Armの開発者向け年次イベント「Arm DevSummit 2022」において、Armとパートナー各社は最新の「PSA Certifiedファームウェア・アップデートAPI」の公開を発表しました。このAPIは、IoTデバイスのセキュリティと最新状態を維持し、ライフサイクル全体でセキュリティを保護するという、長年の課題を解決するものです。ファームウェア・アップデートのサポートに関する標準的な方法を提供しつつ、既存の業界標準とも連携しており、企業における今後のIoTプロジェクトを対象に、すでに利用可能となっています。本APIは、IoT分野の主要企業の支持も獲得しています。さらに、Armが推進する業界全体のイニシアティブである「Project Centauri」の最初の成果でもあります。このイニシアティブでは、IoT開発の容易化・迅速化を目指しています。

ファームウェアのアップデートがこれほど重要で、未だ困難な理由

IoT分野の開発において、セキュリティは極めて重要な要素です。PSA Certifiedの「セキュリティレポート2022」によると、無線(OTA)アップデートは、調査対象であるIoT関連の意思決定者の44%が、セキュアなデバイスの開発時の3つの重要要因の1つに挙げています。デバイスのライフタイム全体を通じて、パッチの適用と最新状態を維持可能な、セキュア・アプリケーションをマイクロコントローラー(MCU)上に構築することは、複雑で落とし穴をはらんでいます。

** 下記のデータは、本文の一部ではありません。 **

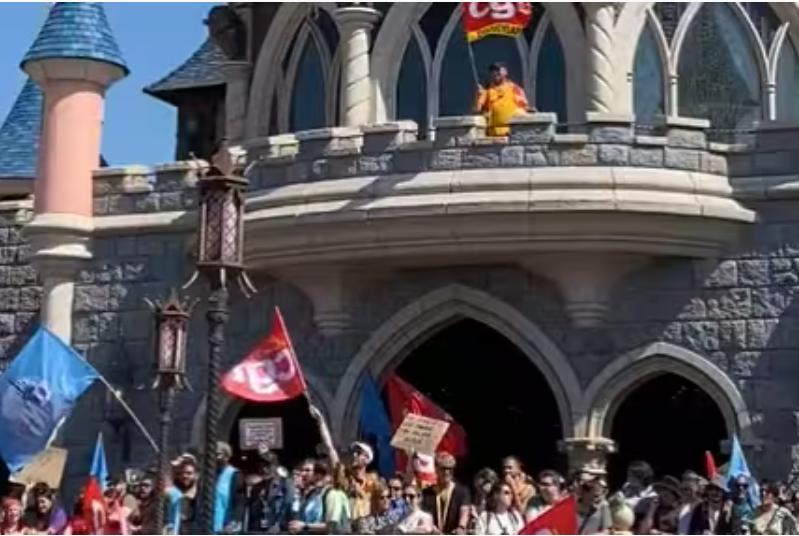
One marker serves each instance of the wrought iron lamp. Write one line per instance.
(171, 336)
(220, 257)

社内のスペシャリストによる専門知識が必要な上、最新の実証済みソリューションの採用には困難がつきまといます。標準規格も存在しないため、テクノロジーの沼に陥る可能性が非常に高くなります。仮にソリューションを利用できる場合も、真にセキュアな状態をエンドユーザーに保証することは未だ困難です。

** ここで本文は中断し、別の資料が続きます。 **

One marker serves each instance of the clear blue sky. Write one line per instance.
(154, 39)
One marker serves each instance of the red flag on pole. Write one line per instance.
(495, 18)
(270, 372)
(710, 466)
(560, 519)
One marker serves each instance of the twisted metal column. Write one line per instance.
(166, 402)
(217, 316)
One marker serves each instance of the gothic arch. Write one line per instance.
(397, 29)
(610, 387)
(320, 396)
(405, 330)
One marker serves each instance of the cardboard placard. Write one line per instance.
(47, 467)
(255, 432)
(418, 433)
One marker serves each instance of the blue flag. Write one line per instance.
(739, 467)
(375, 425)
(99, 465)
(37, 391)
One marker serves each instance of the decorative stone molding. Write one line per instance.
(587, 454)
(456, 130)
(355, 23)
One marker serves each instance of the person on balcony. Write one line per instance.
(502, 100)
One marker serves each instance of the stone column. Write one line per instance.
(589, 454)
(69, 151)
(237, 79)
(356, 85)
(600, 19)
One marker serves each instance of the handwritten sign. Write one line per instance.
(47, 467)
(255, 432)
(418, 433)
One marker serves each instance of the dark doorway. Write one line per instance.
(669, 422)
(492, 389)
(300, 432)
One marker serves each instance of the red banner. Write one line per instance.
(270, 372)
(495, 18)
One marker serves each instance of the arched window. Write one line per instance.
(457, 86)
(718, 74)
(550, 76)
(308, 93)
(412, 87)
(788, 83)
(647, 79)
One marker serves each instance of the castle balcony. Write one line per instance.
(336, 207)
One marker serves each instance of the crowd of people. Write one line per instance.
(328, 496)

さらに、標準化されたソリューションが存在しないため、多くの開発者やOEMメーカーは、アップデート・メカニズムの提供において同一作業の繰り返しを強いられます。開発者は、(a) 実際のところ差別化につながらない機能と、(b) デバイスの動作の信頼性とセキュリティの保証が極めて重要な機能に対して、同じ作業を繰り返しているともいえます。その結果、時間と労力がかかり、本来は回避できたはずのコストも発生します。そのため、世界の代表的なデバイスメーカー各社からは、MCUデバイスの標準的なファームウェアアップデート・ソリューションの必要性に関する要望が寄せられています。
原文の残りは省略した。